4) Assim, tendo em vista que as acepções de expressões em latim idênticas poderem variar de uma língua para a outra (inglês <> português), haverá repercussões na tradução. Em outras palavras, em muitos casos, a tradução de uma expressão em latim utilizada no inglês poderá ser uma expressão em português (não em latim) no português e vice-versa.
5) Observemos o caso de 'ex officio' na indagação do leitor:
a) Grafia – A diferença começa a ser sentida a partir da grafia:
i) em português escrevemos 'ex officio' sem o sinal diacrítico,
ii) em inglês, com: 'ex-officio'.
b) Acepções
i) Em português, a expressão é aplicada, nas palavras do leitor "às situações em que o juiz pode praticar determinado ato sem prévio pedido das partes".
ii) Em inglês, aplica-se o sintagma em contextos em que um indivíduo em virtude de ser titular de um determinado cargo, também exerce um outro (ex-officio member).
1) O exemplo mais prototípico é o caso de o Vice-Presidente dos Estados Unidos ocupar, em decorrência do cargo (e não por eleição), a presidência do Senado.
2) Um outro exemplo, no contexto empresarial, é o fato de o CEO (Chief Executive Officer) ser, em regra, membro do Board of Directors (Conselho de Administração).

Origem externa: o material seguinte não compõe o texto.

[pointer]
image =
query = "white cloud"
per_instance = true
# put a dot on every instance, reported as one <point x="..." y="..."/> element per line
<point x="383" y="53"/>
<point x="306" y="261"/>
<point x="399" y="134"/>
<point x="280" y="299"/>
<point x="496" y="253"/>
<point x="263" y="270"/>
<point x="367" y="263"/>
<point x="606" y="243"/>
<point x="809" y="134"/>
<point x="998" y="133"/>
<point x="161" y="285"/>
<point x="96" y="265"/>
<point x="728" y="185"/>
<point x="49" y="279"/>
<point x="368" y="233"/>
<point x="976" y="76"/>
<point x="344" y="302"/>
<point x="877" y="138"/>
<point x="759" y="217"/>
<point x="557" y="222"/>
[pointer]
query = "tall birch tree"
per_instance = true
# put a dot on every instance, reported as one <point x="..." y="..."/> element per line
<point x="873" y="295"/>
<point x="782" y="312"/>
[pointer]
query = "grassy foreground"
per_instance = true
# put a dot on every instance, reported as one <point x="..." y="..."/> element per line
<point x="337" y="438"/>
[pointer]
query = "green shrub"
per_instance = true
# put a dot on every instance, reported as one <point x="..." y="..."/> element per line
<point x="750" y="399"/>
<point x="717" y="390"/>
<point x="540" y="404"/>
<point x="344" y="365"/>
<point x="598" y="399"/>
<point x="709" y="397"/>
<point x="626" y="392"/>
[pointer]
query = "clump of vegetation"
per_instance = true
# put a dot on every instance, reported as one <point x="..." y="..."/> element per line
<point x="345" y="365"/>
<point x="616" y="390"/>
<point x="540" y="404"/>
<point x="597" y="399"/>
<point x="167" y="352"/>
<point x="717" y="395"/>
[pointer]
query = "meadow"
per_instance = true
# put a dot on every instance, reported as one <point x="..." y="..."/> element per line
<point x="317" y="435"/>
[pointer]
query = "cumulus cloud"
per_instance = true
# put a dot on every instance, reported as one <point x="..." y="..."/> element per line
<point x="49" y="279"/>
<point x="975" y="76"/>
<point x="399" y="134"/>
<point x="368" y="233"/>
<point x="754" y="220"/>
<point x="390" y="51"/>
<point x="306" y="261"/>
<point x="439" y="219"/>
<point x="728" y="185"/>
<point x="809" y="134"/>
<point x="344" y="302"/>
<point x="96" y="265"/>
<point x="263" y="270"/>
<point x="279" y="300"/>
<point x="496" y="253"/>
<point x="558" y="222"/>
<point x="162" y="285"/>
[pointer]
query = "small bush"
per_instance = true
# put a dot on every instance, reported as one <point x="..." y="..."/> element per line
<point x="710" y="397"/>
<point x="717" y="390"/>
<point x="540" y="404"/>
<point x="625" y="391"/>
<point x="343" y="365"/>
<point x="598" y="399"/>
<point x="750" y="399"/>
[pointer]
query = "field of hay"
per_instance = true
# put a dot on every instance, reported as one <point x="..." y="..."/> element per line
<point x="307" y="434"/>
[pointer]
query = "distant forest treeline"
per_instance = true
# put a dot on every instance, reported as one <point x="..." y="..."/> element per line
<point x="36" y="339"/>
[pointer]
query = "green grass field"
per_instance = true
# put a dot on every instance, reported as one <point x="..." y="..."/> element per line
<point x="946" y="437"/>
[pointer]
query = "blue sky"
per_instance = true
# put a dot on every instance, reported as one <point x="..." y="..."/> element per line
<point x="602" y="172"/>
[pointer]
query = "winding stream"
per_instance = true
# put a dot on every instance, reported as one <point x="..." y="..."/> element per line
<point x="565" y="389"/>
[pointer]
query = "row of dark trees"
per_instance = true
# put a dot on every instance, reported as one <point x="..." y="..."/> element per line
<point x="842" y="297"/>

6) Traduzir latim por inglês/português – Com o exame das acepções acima, verificamos que, se ao traduzirmos um documento do inglês para o português, mantivermos a expressão em latim, na prática, tradução não haverá, mas confusão.

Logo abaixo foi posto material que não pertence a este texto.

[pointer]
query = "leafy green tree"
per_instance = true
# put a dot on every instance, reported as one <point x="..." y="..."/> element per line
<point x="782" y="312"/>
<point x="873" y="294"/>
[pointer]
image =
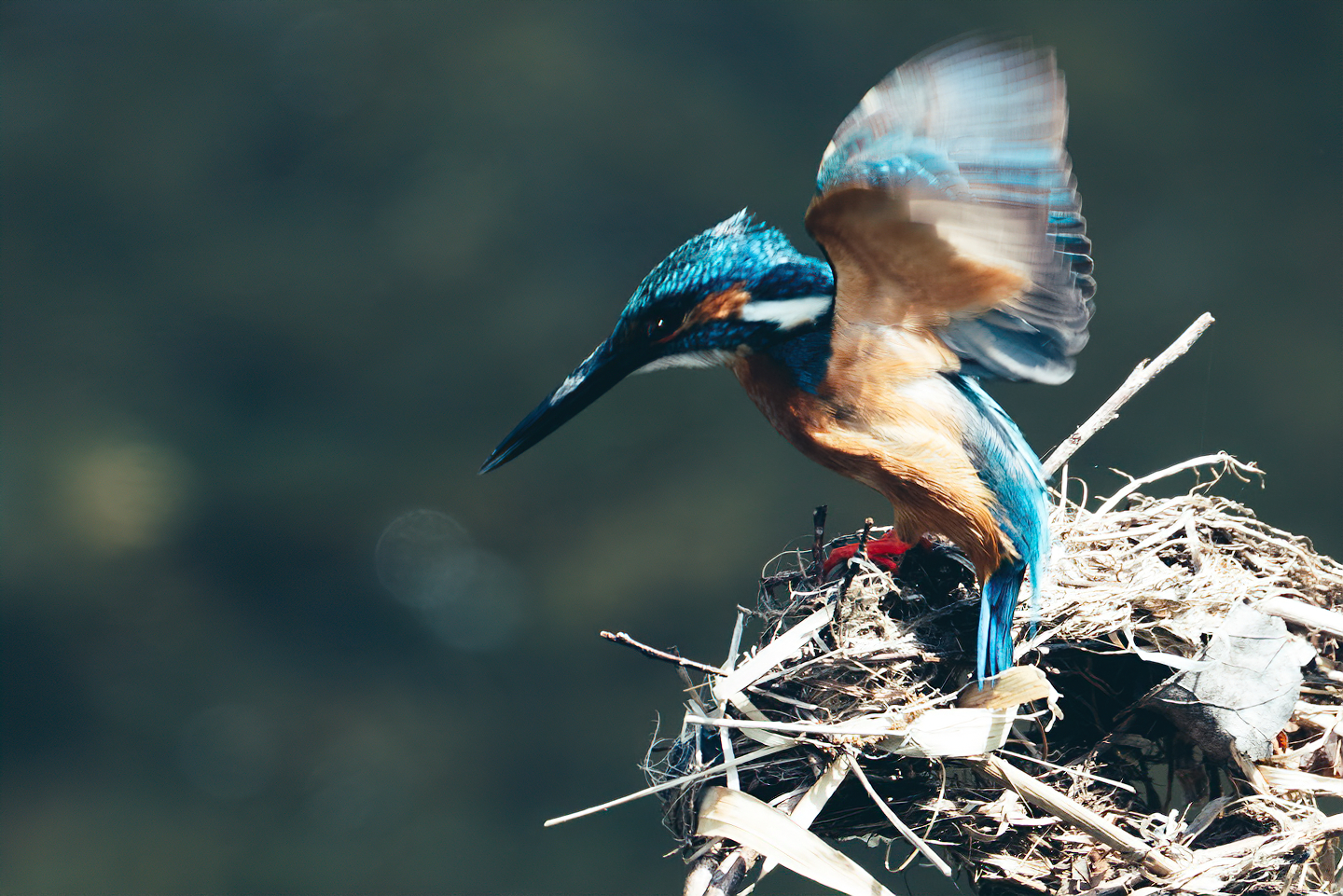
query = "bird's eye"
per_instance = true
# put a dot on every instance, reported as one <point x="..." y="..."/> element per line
<point x="661" y="329"/>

7) Como traduzir 'ex officio' em inglês? No sistema americano, há uma regra de processo civil adotada por diversos estados segundo a qual há uma série de defenses que podem ser levantadas a qualquer tempo e por qualquer uma das partes ou pelo juiz. Na esfera federal, essas defenses são conhecidas como The 12(b) defenses e tratam da competência, do foro, da citação, entre outros.
8) Termo específico – Não é raro, no sistema americano, que uma ação seja extinta por incompetência do órgão julgador, por exemplo, mas, normalmente, o fato é trazido à tona pela outra parte. O mesmo ocorrendo para o caso de prescrição ilustrado pelo leitor em sua pergunta. Conseqüentemente, não encontramos um termo/sintagma em inglês para a expressão 'decisão ex officio' em português, cabendo ao tradutor, pelo menos, duas alternativas:
a) criar um neologismo, tais como:
i) unwaivable defense – transmite a idéia da obrigatoriedade da decisão em relação ao juiz;
ii) jurisdictional defense – ressalta que a decisão provém do juiz e não das partes.
b) utilizar uma paráfrase:
i) a decision the court must issue by force of law – se entendermos que é obrigação do juiz;
ii) a decision the court may issue without being required to by the parties – se entendermos que se trata de faculdade do juiz.
9) Inexistência de termo específico – A falta de uma expressão em inglês para traduzir o termo 'ex officio' utilizado no nosso sistema pode ser mais um reflexo das diferenças entre as culturas jurídicas em tela (brasileira e anglo-americana) em que os papéis desempenhados por advogados e juízes em muito diferem.
10) Referências:
a) Carvalho, L. (2007) A tradução de binômios nos contratos de common law à luz da lingüística de corpus. Dissertação de Mestrado. FFLCH/USP.
b) Tesdahl, D. (2005). The Nonprofit Board's Guide to Bylaws: Creating a Framework for Effective Governance. Boardsource: Boardsource.
c) Mellinkoff, D. (1963). The Language of the Law. Boston: Little, Brown.